Netflix Inc says that inflation, the war in Ukraine and fierce competition contributed to subscriber losses for the first time in more than a decade and predicted greater losses in the future, marking an abrupt shift in fortune for a streaming company that fell during the pandemic flourished.
The company said it lost 200,000 subscribers in the first quarter, falling far short of its 2.5 million subscriber forecast. The suspension of service in Russia after the invasion of Ukraine took its toll, resulting in the loss of 700,000 members.
Wall Street plunged Netflix stock by 26 percent after the bell on Tuesday, erasing about $40 billion of its market cap. Since warning of weak subscriber growth in January, the company has lost nearly half of its value.
The lagging subscriber growth is prompting Netflix to consider offering a cheaper version of the service with ads, citing the success of similar offerings from rivals HBO Max and Disney+.
“Those who have followed Netflix know that I am against the complexity of ads and a big fan of the simplicity of subscriptions,” said Netflix CEO Reed Hastings. “But as much as I’m a fan of that, I’m a bigger fan of consumer choice.”
Netflix made a bleak forecast for the spring quarter, predicting it would lose 2 million subscribers, despite the return of highly anticipated series like Stranger Things and Ozark and the debut of the movie The Gray Man, starring Chris Evans and Ryan Gosling. Wall Street was targeting $227 million for the second quarter, according to data from Refinitiv.
The downdraft caught other video streaming-related stocks, with Roku falling more than 6 percent, Walt Disney down 5 percent and Warner Bros Discovery down 3.5 percent.
Hastings told investors the pandemic had “caused a lot of noise,” making it difficult for the company to interpret the rise and fall in its subscription business over the past two years. Now it seems the culprit is a combination of competition and the number of accounts sharing passwords, making it harder to grow.

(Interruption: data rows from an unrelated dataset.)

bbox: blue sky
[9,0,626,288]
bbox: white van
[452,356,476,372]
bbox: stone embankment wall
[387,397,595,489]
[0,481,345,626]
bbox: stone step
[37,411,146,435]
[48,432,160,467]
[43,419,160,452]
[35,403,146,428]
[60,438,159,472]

“When we were growing fast, it wasn’t a high priority to work on,” Hastings said of account sharing in comments during Netflix’s investor video. “And we are now working super hard on that.”
Confluence of events
Netflix’s first quarter revenue grew 10 percent to $7.87 billion, slightly lower than Wall Street’s forecast. It reported net earnings per share of $3.53, beating the Wall Street consensus of $2.89.
While the company remains optimistic about the future of streaming, it attributes slowing growth to a number of factors, including the speed at which consumers use on-demand services, a growing number of competitors and a sluggish economy.
Account-sharing is an old practice, although Netflix is looking for ways to monetize the 100 million households that watch Netflix through shared accounts, including 30 million in the United States and Canada.
This confluence of factors led to Netflix losing customers for the first time since October 2011, leaving Wall Street by surprise.
“They suffered from a combination of approaching saturation, inflation, higher prices, the war in Ukraine and competition,” said Wedbush analyst Michael Pachter. “I don’t think any of us expected this to happen all at once.”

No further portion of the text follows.